Summary: A solo storytelling show by a man born with one blind and "lazy" eye and a love of Star Trek.

Highlights: Perhaps what the Fringe does best is give artists a platform on which to tell their story. In this case the artist is Brandon Taitt, who tells his story with honesty and without artifice. From being born to a teenage mother, his multiple surgeries that failed to correct the strabismus he was born with (a word that reminds me of that line from Spelling Bee, another example of popular culture's unfairly comic portrayal of people with a lazy eye), his many problems with bullies in school, the comfort he found in the world of Star Trek and Spock in particular, the death of his grandmother, and through adulthood and the birth of his own perfectly healthy child. Lazy Eyed Geek is funny, relatable to anyone who's ever felt like an outsider, with a full circle ending of healing.

Fringe Festival 2016: "The Nutcracker and the Mouse King"

Day: 10

Show: 46

Category: Drama

By: Jeremy Terry Productions

Written by: Brendan Jones

Location: Ritz Theater Proscenium

Summary: The familiar Nutcracker tale, but told as a dramatic play.

Highlights: I'm not that familiar with The Nutcracker, either the ballet or the original story, so the story of the girl who dreamed her Nutcracker to life is new to me. Young Marie is frustrated with her life, her parents, and the party they have planned.

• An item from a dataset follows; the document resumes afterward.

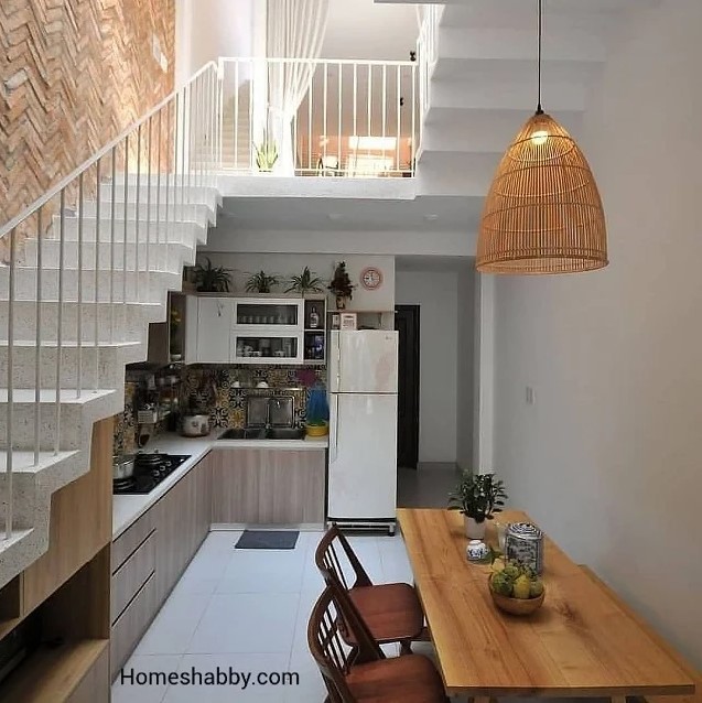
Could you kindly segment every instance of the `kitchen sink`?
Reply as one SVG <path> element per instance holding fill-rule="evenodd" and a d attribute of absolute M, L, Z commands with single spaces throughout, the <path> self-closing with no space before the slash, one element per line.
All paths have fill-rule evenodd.
<path fill-rule="evenodd" d="M 220 440 L 303 440 L 303 428 L 233 428 L 220 435 Z"/>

Her beloved Godfather givers her a Nutcracker along with his story. We then move to the imaginary land of princesses, two young men who are rivals for her affection, and mice that fight and talk. I wish that the creators could have found a different twist on the story than the tired old cliche of two men fighting for the fair princess' hand, and I actually found the "bad guy" to be the more interesting of the two (partly because of Jonathon Dull's compelling performance), he was just given a bad lot in life and made a bad choice. But it's an interesting turn on an old tale, the ensemble cast does a great job playing multiple roles (another standout - Kaitlin Noble as Marie), and there's a nice sprinkling of music and dance that ties it to the original.